How to Choose a Summer Camp

Summer Camp
Camp can be a great experience for kids.

Most parents will, at some time or another, be faced with a child who wants to go to summer camp. When carefully chosen, camps can be enriching for both parents and children.

What Type of Camp?

Once you have made the choice to send your child to camp, you will need to make some decisions about the type, duration, and location of camp. Camps run the gamut from one or two nights to eight weeks. Some camps are traditional in nature, while others specialize in a particular skill, religion, or disability. Here are some questions to help you narrow your focus:

  • How far away will you allow your child to travel for camp?
  • How long can your child be away? Days or weeks?
  • Does your child have a disability, illness, or special need?
  • Does your child have a talent, hobby, interest, or skill that you would like to nurture?
  • Would you like your child to attend a religious camp?
  • Do you need a camp that is academic, artistic, or athletic in nature?
  • What type of activities does your child enjoy?
  • Would your child be happier in a competitive or a non-competitive environment?
  • Does your child need a structured or informal camp?

Finding a Summer Camp

After you have made some preliminary decisions about the type of camp you would like, you can begin your search for a specific camp. To find an appropriate facility, you can:

  • Ask friends and family. Recommendations from trusted, like-minded individuals are often the best way to find an overnight summer camp.
  • Ask coaches, teachers, tutors, and instructors. This is especially effective if you are looking for specialty camps.
  • Check with your local YMCA. The YMCA typically offers day and overnight traditional camps for kids and teens.

Online Camp Resources

Several websites specialize in helping parents find high-quality camps for their children. The following sites will provide a good starting point in your research:

Research the Camps

Now that you've chosen a few overnight camp candidates, the real research begins. You will need to get a feel for the camp atmosphere and its policies. To do this, you can:

  • Visit the camp's website.
  • Call the camp and speak to the director or a counselor.
  • If possible, visit the camp.
  • Speak to others who have attended the camp.
  • Request camp brochures.

Questions to Ask

While it is important to know what type of camp your child will attend, there are some less obvious factors that are every bit as important. For each camp you are considering, you should find out the following:

  • What is the camp's discipline policy?
  • What is the ratio of campers to counselors?
  • Is the camp co-ed?
  • How often are parent visits allowed?
  • Are campers allowed to receive letters and care-packages?
  • Are campers allowed to phone home? How often?
  • What items should campers bring to camp?

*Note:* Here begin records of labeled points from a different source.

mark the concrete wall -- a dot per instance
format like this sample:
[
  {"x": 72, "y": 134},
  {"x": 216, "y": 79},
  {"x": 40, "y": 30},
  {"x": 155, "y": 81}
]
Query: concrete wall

Helpful Tips for Choosing a Summer Camp

Ready to seek a summer camp for your child? These tips will help you make an informed decision.

Consider Your Child's Interests

If your child is already involved in a particular sport or activity, then consider a summer camp that focuses on him or her. You can also consider one that gives your child new challenges. Part of the fun of going to camp is trying new things, and you want to make sure that your child has this opportunity.

Ask Your Child for Ideas

Since your child is the one who will be going to camp, it makes sense to ask him or her for some ideas about the kind of camp and activities he or she would enjoy.

Get Your Child Involved

When you are reviewing websites or brochures from summer camps, let your child look at them too. Give him the chance to talk about what he likes about the camp, as well as, the things that he doesn't find appealing. This information will help you narrow down the choices to a short list that you can use to make the final decision.

Consider Readiness

Summer Camp
Hiking at Summer Camp

Some children adjust readily to being at camp from a young age, while others are not ready until the tween or teen years. There is no "right" age to send a child to camp, and even children in the same family mature at different rates. If you feel that your child would have trouble being away from home for an extended stay at camp, then find a camp that offers sessions that are relatively short. You can always arrange for a longer stay the following summer or whenever your child seems ready to do so.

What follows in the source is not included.